Marksuhl wählt den Bürgermeister

Am Sonntag wird in Marksuhl ein neuer Bürgermeister gewählt. Die Wahllokale haben von 8 bis 18 Uhr geöffnet – Marksuhler wählen im im Feuerwehrhaus (Bahnhofstraße 7), weitere Lokale für die Ortsteile finden sich im Dorfgemeinschaftshaus Burkhardtroda, im Gasthof „Elteschlösschen“ in Förtha und im Kulturhaus Eckardtshausen.

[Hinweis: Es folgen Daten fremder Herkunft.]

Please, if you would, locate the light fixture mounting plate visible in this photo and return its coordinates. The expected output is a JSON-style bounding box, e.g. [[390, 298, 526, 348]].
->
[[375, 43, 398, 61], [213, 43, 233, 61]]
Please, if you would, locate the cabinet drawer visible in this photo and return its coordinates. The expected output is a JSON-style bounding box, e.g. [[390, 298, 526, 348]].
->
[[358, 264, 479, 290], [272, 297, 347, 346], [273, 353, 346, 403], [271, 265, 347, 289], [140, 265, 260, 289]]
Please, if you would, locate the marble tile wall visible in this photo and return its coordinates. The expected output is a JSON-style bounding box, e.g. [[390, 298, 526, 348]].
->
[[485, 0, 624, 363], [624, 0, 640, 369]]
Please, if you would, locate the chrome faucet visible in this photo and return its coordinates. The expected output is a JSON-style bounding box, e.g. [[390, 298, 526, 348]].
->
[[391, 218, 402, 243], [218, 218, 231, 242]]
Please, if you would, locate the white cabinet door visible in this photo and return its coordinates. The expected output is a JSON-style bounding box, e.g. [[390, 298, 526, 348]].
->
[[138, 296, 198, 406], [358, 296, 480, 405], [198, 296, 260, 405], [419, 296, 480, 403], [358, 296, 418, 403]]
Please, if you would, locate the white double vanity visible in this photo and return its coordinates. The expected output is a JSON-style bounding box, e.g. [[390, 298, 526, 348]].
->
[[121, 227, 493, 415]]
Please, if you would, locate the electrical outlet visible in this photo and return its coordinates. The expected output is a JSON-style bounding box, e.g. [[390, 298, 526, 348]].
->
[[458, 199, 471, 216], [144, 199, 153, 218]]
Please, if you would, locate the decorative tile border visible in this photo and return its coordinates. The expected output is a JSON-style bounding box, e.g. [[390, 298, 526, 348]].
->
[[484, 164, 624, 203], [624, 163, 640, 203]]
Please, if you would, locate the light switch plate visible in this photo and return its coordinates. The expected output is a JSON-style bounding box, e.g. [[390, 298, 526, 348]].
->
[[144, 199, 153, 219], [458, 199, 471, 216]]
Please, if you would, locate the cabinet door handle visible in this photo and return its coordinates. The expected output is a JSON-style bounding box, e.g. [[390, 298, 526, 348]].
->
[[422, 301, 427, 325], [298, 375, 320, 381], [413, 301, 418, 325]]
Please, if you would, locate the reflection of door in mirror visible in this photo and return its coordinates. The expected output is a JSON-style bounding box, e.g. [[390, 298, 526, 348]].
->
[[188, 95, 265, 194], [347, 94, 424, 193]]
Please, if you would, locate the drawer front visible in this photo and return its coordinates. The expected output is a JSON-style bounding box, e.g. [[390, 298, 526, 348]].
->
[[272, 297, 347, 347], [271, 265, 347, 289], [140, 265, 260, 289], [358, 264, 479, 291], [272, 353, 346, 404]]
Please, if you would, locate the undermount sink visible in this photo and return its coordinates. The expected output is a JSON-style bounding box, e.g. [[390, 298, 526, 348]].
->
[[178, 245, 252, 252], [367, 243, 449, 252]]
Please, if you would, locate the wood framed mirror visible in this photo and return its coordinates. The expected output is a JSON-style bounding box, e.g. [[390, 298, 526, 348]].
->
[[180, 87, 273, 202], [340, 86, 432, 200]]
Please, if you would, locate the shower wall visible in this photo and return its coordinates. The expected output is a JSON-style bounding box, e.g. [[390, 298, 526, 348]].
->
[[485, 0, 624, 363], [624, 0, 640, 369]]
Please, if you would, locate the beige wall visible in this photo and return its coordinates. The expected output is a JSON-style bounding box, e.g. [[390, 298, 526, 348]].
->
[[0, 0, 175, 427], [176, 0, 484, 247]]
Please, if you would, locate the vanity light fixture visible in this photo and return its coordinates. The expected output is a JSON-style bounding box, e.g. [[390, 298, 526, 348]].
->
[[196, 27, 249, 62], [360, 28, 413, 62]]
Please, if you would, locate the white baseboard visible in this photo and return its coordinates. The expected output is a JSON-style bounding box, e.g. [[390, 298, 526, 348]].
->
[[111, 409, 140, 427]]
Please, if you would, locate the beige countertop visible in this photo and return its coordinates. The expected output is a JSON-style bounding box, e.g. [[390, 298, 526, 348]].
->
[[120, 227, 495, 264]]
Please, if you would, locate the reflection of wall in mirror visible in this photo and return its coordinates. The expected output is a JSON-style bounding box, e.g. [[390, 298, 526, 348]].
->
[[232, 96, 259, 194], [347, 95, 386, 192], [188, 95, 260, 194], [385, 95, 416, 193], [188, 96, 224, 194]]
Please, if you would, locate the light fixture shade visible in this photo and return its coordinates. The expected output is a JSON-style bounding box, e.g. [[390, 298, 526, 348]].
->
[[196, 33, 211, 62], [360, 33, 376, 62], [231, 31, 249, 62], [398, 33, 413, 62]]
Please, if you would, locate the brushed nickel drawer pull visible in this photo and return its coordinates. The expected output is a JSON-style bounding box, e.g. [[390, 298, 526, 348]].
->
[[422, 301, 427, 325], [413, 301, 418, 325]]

Martin Trostmann an der Talsperre Ettenhausen, die seit Jahren ein Problemfall ist. Foto: Sascha Willms Martin Trostmann an der Talsperre Ettenhausen, die seit Jahren ein Problemfall ist.

Amtsinhaber Martin Trostmann (57/parteilos) ist der einzige Bewerber. Aus diesem Grund können die Wähler Trostmann ankreuzen oder eine andere Person mit Vor- und Nachnamen und Beruf auf den Stimmzettel schreiben, sofern diese mindestens 21 Jahre alt ist und seit mehr als sechs Monaten im Ort lebt.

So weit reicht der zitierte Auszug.